The 18 financial officers – who include some state treasurers – are from Alabama, Arkansas, Alaska, Arizona, Indiana, Kansas, Louisiana, Mississippi, Missouri, Nebraska, North Carolina, Oklahoma, Pennsylvania, South Carolina and Wyoming.

Financial officers cited a crackdown by the CCP on due diligence firms, which has compromised the reliability of financial audits. They also pointed to CCP interference in stock and bond markets, where efforts to hide foreign investment outflows have been observed.

The CCP maintains extensive control over Chinese companies, including the placement of military and intelligence personnel within them, the letter also states, and keeps the legality of Variable Interest Entities (VIEs) hidden.

These VIEs are offshore shell companies that are often seen as illegal under Chinese law, yet they represent the most common form of investment available to U.S. investors in China.
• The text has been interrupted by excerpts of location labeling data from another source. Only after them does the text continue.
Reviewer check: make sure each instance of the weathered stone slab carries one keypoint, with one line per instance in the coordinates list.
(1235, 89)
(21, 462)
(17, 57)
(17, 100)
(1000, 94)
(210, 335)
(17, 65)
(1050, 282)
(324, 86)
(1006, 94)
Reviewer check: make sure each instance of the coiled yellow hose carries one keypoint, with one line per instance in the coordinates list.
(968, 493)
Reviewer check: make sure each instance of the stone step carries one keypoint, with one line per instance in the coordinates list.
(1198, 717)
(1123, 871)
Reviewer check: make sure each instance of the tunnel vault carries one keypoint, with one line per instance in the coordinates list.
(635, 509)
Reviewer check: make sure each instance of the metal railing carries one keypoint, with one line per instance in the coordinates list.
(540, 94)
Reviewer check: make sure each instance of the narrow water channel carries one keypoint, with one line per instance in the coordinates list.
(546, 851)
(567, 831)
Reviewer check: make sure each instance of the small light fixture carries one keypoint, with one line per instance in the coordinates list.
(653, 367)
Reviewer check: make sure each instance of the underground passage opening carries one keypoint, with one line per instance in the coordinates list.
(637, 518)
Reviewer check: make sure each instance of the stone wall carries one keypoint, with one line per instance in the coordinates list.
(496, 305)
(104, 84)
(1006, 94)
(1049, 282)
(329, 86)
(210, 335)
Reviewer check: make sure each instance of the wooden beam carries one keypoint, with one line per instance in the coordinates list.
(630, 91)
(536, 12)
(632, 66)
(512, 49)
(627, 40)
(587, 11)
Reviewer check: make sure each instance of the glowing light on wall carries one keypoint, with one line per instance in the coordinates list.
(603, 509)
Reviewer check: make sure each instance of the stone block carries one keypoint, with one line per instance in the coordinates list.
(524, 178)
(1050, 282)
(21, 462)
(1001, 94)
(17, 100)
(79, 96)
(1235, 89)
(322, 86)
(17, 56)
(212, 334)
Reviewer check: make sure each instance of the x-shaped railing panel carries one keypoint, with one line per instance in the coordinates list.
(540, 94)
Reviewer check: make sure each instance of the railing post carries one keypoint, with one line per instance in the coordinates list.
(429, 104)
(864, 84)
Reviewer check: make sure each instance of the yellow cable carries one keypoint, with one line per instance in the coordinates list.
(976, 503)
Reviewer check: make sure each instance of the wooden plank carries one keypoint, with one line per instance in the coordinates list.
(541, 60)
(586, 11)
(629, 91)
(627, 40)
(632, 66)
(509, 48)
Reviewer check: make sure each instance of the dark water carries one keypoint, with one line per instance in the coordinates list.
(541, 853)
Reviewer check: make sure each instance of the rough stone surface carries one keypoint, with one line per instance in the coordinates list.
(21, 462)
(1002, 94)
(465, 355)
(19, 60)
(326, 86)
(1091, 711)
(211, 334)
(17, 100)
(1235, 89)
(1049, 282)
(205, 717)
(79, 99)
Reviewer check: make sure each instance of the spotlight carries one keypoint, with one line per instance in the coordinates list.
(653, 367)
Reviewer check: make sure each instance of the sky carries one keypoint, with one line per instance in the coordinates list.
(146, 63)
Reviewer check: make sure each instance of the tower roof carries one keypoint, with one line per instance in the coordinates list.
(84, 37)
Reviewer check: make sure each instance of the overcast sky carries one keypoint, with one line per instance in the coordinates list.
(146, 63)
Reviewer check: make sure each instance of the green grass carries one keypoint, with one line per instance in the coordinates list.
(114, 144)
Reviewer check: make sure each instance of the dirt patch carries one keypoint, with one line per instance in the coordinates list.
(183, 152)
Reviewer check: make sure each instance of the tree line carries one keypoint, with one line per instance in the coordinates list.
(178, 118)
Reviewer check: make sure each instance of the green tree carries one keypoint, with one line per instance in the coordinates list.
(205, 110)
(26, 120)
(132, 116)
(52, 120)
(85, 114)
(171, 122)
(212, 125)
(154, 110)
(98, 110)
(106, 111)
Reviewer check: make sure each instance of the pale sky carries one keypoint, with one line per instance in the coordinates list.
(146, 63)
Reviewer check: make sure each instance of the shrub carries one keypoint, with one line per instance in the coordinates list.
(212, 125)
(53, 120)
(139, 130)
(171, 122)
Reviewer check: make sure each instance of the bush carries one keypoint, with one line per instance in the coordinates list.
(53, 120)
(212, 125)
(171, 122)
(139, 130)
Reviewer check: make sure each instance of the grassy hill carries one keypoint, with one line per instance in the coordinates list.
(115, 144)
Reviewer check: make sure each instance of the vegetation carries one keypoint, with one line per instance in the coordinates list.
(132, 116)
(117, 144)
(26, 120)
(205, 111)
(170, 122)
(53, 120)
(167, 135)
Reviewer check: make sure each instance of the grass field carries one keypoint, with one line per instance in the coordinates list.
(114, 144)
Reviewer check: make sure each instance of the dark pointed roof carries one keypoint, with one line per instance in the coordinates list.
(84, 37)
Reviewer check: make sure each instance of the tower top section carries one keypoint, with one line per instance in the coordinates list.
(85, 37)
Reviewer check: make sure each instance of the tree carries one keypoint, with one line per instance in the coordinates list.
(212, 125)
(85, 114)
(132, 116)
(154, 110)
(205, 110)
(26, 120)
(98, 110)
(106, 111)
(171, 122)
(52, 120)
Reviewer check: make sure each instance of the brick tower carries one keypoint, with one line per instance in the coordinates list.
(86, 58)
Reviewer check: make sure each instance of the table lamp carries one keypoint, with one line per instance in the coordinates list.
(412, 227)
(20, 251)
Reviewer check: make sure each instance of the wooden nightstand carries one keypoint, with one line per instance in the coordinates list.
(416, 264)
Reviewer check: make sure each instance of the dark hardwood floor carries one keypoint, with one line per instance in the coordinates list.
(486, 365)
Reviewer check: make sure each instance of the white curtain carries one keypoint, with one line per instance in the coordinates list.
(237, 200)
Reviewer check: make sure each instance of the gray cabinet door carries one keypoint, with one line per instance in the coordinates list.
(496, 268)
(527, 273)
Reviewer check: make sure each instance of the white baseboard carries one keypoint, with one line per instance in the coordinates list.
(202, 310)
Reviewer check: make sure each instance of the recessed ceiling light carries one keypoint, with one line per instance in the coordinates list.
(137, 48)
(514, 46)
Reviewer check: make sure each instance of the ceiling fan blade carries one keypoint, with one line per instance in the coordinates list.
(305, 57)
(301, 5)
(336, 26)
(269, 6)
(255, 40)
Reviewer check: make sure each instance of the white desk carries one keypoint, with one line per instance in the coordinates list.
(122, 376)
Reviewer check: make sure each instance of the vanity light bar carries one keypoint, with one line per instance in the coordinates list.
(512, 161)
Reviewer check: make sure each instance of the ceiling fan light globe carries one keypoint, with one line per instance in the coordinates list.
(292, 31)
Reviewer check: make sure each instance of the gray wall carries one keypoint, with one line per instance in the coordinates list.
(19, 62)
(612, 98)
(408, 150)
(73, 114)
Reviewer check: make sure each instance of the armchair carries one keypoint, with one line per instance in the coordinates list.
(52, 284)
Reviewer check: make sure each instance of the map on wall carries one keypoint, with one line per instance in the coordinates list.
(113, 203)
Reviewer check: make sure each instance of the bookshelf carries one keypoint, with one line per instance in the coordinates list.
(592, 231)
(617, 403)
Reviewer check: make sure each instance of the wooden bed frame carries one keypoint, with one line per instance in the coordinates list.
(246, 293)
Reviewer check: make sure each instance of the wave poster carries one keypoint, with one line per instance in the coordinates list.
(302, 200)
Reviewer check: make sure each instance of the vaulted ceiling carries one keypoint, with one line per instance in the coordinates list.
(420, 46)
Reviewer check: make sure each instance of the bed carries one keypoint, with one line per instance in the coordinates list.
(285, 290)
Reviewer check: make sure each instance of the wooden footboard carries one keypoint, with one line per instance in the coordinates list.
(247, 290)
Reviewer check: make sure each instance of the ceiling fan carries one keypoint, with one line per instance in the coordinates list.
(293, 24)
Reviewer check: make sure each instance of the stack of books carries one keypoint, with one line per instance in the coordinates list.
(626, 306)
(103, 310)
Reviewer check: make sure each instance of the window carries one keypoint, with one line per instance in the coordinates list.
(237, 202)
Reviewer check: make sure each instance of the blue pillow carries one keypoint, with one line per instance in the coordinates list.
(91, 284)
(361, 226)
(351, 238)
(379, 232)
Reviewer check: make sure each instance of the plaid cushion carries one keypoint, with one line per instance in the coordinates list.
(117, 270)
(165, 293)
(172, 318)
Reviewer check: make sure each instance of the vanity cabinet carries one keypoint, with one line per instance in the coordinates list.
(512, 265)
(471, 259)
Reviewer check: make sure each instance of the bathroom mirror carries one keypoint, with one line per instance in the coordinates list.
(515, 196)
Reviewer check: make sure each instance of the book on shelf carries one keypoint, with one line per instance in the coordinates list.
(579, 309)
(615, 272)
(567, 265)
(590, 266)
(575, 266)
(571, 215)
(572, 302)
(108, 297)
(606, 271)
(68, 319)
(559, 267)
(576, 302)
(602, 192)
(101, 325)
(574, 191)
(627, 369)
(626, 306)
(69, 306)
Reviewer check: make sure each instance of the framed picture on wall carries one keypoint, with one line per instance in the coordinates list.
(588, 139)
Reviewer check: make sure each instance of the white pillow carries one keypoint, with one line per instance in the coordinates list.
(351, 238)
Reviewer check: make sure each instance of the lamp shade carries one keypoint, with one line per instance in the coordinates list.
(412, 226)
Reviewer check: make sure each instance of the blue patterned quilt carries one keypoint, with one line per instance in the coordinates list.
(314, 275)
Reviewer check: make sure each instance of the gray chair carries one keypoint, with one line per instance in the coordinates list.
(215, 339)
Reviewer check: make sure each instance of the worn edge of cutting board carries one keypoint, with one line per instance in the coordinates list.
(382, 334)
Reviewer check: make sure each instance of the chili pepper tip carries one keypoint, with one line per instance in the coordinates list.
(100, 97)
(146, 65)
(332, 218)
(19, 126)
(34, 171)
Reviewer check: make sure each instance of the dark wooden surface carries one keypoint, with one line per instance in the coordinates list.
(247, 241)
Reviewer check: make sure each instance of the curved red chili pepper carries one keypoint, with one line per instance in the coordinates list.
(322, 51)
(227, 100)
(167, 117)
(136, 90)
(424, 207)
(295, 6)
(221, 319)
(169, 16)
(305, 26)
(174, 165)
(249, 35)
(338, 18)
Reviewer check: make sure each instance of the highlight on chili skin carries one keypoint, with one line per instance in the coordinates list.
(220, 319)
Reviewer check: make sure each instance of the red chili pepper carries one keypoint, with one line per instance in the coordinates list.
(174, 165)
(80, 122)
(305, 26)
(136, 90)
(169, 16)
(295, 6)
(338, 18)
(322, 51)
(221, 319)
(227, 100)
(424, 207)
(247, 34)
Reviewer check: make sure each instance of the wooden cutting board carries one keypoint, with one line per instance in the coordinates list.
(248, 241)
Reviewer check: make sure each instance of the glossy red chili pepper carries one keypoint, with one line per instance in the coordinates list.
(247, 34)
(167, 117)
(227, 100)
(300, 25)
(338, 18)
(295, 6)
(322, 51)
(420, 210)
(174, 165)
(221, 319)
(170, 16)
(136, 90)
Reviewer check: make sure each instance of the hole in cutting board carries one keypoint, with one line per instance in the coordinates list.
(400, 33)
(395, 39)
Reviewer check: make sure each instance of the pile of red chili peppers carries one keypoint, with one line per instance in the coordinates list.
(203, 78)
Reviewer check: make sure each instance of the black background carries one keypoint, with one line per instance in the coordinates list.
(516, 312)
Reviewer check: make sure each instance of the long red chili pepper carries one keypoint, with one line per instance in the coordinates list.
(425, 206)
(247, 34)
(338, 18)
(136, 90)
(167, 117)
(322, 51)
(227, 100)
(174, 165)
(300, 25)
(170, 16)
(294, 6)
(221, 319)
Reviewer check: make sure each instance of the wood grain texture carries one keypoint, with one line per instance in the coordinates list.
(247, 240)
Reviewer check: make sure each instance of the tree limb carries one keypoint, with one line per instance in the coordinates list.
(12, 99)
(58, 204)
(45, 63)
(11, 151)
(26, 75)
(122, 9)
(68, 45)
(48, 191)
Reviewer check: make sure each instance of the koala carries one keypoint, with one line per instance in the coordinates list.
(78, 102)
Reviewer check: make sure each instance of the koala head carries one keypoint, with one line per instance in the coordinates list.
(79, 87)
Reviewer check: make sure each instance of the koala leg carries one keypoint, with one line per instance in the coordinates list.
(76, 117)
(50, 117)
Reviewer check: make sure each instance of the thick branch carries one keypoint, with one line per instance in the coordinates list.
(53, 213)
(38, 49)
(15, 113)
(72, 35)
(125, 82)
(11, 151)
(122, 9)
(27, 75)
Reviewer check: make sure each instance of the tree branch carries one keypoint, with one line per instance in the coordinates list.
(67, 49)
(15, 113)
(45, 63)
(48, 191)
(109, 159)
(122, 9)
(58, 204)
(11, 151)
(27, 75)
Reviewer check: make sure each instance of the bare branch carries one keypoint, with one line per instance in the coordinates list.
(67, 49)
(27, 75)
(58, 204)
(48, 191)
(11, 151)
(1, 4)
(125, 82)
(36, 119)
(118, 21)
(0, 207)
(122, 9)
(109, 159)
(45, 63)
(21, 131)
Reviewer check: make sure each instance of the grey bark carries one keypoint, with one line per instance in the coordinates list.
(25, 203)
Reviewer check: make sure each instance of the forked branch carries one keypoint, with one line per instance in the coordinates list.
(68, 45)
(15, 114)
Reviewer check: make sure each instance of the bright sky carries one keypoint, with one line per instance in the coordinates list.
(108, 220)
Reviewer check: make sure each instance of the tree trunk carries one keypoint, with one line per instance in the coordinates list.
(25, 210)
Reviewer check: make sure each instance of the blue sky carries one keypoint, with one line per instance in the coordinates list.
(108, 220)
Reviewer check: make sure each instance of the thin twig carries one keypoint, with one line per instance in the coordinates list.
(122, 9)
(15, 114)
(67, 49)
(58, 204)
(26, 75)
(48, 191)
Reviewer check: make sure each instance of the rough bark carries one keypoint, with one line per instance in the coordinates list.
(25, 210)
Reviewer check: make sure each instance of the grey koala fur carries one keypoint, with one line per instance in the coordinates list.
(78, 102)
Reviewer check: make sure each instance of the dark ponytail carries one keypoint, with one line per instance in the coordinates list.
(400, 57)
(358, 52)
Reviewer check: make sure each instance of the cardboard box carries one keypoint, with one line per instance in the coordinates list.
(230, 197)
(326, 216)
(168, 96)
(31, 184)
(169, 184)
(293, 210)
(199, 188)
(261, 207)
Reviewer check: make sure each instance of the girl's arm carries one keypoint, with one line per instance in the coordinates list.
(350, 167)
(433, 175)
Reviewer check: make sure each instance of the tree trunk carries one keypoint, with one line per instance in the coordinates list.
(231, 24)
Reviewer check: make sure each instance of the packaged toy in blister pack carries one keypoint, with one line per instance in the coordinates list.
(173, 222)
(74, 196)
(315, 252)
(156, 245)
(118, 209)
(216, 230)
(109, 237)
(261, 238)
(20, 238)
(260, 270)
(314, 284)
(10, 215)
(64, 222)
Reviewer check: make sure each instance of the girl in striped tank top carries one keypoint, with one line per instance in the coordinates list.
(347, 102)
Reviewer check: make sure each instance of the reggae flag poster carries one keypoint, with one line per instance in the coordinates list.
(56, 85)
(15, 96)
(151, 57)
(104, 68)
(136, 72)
The SEC has warned that the CCP could abruptly declare VIEs illegal, creating significant risks for those who invest in them.

Geopolitical tensions, such as China’s potential invasion of Taiwan, are also of concern to investors. 

Moreover, there has been a notable decline in foreign investment in China, leading to substantial outflows from its markets, the officers warned. This trend has prompted other fiduciaries, including those from states like Florida Indiana, and Missouri, to reconsider their China-based investments.

‘Many fiduciaries, including state pension plans, failed to recognize similar warning signs before Russia’s invasion of Ukraine in 2022. As a result, states lost billions of dollars in value that was held in trust for retirees,’ the letter states. ‘Pension boards should learn from the past, or they will be doomed to repeat it. As state financial officers, we urge public pension boards to analyze these issues, to identify China-based investments, and to divest from those investments in line with their fiduciary duties.’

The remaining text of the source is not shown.